Ugh. Don't even read this. I'm basically crying into the void here. Thanks for giving me a space to do it...
D-Day -- this one, at least -- was in the second week of June.
She and I have been together for 12 years, married for 4. Non-monogamy has never been okay in our relationship. I have been clear about my need for this from the beginning, and I have never failed to hold up my side of the bargain. She cheated on me once very early in our relationship. She did it again, far more seriously, in the third year. Each time it was with a man from a previous relationship. After the second time, I almost left but did not. She entered into intense therapy to try to resolve childhood traumas. We went to counseling. I agreed to try to move forward. We married in year 8.
Last spring (2012), I discovered that she had begun exchanging inappropriately warm messages with yet another old boyfriend (her first boyfriend). The messages were not sexual, but deeply emotional, and most importantly she hid them from me. I confronted her. I thought we were past this kind of thing and couldn't believe that she had allowed it to enter into our lives after so much time. She said that I had every right to be upset and that it was a wake-up call for her. She said that she would make sure that I knew about any contact, that she would be more aware of maintaining lines, that it truly was just a rekindling of a friendship and old patterns of communicating, but nothing more.

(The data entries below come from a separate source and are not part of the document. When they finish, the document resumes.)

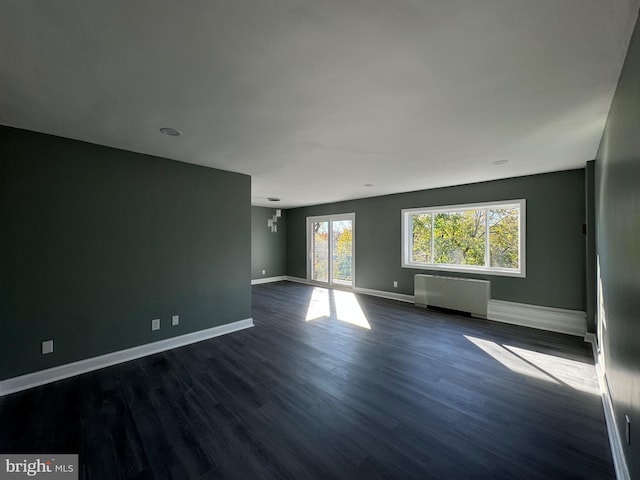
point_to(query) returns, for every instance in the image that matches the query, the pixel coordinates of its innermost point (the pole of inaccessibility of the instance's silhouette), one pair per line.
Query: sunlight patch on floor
(551, 368)
(348, 309)
(319, 306)
(344, 306)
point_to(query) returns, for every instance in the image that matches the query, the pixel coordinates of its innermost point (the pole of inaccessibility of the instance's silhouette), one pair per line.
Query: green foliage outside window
(460, 237)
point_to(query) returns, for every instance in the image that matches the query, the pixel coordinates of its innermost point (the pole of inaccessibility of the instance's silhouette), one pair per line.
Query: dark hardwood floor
(421, 394)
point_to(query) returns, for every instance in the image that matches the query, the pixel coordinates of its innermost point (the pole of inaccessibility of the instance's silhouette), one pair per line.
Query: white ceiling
(314, 99)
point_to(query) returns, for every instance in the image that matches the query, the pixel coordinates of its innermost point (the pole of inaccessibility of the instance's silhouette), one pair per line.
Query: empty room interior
(296, 239)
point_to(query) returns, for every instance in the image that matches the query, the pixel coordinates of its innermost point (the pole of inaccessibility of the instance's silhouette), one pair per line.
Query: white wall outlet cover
(47, 347)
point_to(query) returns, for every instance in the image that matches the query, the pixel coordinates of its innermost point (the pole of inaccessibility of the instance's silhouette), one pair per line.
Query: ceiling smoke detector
(172, 132)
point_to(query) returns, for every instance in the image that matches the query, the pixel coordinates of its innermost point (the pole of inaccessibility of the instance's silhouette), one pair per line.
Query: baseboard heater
(462, 294)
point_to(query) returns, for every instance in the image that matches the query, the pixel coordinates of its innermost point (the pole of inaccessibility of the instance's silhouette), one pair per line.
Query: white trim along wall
(23, 382)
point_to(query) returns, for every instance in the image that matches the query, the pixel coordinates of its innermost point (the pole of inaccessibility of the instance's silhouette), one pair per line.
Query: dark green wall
(267, 248)
(618, 249)
(555, 243)
(96, 242)
(590, 244)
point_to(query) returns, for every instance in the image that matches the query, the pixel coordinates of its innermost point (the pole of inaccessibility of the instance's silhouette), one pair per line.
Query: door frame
(332, 218)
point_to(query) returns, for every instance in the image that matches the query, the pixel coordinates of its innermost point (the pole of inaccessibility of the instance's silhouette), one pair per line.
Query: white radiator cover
(463, 294)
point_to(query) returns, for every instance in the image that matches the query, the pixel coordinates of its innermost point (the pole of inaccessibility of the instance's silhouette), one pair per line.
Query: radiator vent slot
(462, 294)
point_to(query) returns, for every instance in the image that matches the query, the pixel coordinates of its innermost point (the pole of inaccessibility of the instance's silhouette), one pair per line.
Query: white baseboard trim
(258, 281)
(615, 439)
(30, 380)
(572, 322)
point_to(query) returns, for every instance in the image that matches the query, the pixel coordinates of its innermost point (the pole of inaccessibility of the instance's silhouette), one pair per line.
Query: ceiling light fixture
(172, 132)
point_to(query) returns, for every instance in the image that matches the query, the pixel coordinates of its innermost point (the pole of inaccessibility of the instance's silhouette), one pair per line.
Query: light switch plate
(47, 347)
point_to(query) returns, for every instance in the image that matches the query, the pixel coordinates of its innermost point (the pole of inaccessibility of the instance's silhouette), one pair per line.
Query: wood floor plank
(421, 394)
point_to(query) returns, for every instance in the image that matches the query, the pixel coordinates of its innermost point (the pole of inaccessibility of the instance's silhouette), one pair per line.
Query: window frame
(485, 270)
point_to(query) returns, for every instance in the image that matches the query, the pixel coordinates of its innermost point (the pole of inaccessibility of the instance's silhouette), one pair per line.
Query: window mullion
(433, 258)
(487, 250)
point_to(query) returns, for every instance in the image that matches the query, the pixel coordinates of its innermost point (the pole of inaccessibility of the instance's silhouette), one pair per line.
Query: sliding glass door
(330, 244)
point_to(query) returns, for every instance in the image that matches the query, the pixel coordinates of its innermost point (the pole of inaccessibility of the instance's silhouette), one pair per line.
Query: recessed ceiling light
(172, 132)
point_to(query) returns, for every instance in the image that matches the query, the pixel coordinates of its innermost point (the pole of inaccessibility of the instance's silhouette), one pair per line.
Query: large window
(482, 237)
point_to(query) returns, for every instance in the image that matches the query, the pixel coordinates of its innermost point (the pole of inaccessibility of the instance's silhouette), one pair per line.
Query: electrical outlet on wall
(47, 347)
(628, 428)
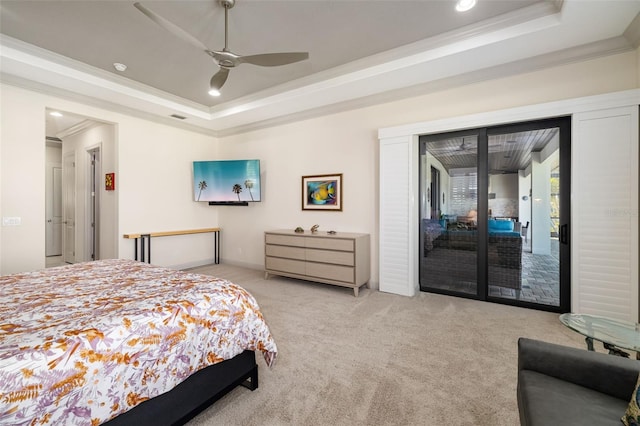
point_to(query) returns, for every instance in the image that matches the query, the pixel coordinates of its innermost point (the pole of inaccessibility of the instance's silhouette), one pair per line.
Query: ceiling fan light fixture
(465, 5)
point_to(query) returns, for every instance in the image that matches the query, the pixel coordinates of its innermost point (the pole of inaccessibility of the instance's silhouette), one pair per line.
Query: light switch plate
(11, 221)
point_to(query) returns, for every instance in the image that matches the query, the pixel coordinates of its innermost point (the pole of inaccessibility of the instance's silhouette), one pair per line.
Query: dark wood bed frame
(192, 396)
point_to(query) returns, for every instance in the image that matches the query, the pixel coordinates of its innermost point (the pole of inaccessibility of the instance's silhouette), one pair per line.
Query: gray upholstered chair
(559, 385)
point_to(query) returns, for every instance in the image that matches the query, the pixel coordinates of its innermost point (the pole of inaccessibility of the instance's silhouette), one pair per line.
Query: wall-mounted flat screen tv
(226, 181)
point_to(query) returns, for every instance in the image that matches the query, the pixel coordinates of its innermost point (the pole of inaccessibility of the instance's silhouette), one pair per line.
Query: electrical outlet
(11, 221)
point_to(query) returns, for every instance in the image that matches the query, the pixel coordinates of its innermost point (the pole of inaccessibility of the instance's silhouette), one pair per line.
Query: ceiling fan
(225, 58)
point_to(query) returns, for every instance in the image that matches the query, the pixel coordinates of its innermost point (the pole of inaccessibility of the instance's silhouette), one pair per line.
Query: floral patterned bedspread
(80, 344)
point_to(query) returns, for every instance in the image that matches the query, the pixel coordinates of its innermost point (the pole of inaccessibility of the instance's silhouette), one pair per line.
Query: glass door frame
(564, 125)
(482, 166)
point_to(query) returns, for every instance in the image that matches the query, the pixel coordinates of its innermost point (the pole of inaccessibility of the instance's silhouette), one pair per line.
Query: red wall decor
(110, 181)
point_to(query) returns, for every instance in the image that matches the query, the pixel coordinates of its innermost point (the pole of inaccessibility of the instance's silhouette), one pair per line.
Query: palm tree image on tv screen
(225, 181)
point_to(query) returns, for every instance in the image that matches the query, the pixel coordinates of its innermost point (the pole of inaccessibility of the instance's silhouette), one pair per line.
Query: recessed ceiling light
(464, 5)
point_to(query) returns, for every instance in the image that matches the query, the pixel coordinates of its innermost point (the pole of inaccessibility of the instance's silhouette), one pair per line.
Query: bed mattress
(80, 344)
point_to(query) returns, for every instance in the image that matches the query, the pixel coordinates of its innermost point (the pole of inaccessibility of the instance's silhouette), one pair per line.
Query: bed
(123, 342)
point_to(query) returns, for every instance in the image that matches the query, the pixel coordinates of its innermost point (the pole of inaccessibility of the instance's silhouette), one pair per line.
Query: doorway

In June of this year, one year later, I discovered a new truth. It turns out that one week after telling me last spring that she never wanted me to worry, that she was deeply sorry for reviving deep pain from early in our relationship, that she would do anything to protect me and us, that she would never hide anything more from me again, she opened a secret email account and continued corresponding with this guy. She travels during the summers for work to the place where this guy lives. She met with the guy and they began a full-on PA.
I did not know. There was fuzzy time during the weeks that she was traveling, but not so out of the ordinary that I grew overly suspicious. When I asked her about it, she gaslighted me, saying that she hadn't heard anything from the guy since the spring, that I needed to trust her, etc. I should have known.
After effectively spending a good portion of summer 2012 together, they continued their email correspondence in fall 2012 and then met for another secret rendezvous in January 2013, this time in the city where we live. I was told that she had a weekend work trip. It turns out to have been a getaway with this guy.
The email correspondence continued through this spring (2013). The trauma of last spring plus a thousand little inconsistencies had made me increasingly suspicious, increasingly crazy. Completely out of my mind and fed up with the gut feeling that something was not right, I finally searched for more correspondence and found it.
When I confronted her, she told me everything. At first it was reluctant, but then it all gushed out. She gave me access to the secret email account. She stopped corresponding as far as I know.
She made the decision to travel again for work during this summer, and thus we have been basically separated for a month and a half. We talk everyday, often for several hours. She says she wants to try to repair things with me. She says that she has cut off all contact with the guy. She says that she wants to go into addiction therapy (for impulse control, not substance abuse), having gained new insights into her own issues through all of this. She says she wants me and our relationship, if we can mend it. She says she cannot believe that this all happened.
Me? I am still reeling. I feel awful pretty much all the time. I have a wife whom I deeply love and sincerely wish to be happy. I have a wife with whom I am unbelievably angry. I have a wife toward whom I am unbelievably resentful. I have a wife whom I absolutely, positively do not trust. I have a wife who I believe does, in fact, love me and does, in fact, want to be in our marriage. But I do not trust that she will ever be able to do it.
I am able to state all of this very clearly to her and to myself, yet I am painfully unable to give up hope that she might be able to figure it out. I know, at least, that I would be a fool to continue in such a marriage unless I am guaranteed that I will never find myself here again, that I am guaranteed to receive the love and respect that I deserve. I know that such guarantees are not really possible. I would advise anyone else that they are impossible.
Yet I cannot just say "it's over." And so I am stuck. When is enough enough? I feel so weak. So ashamed by my weakness. Yet I cannot fully close the door yet. She says she wants to try and I love her. Yet I don't know how to get back to solid ground from where I am.
If you have read this far, thanks for doing so. Is there any possibility for me to secure guarantees that she will never do anything of this sort again? I cannot take a leap of faith this time. It just seems like such a terrible, terrible, terrible waste.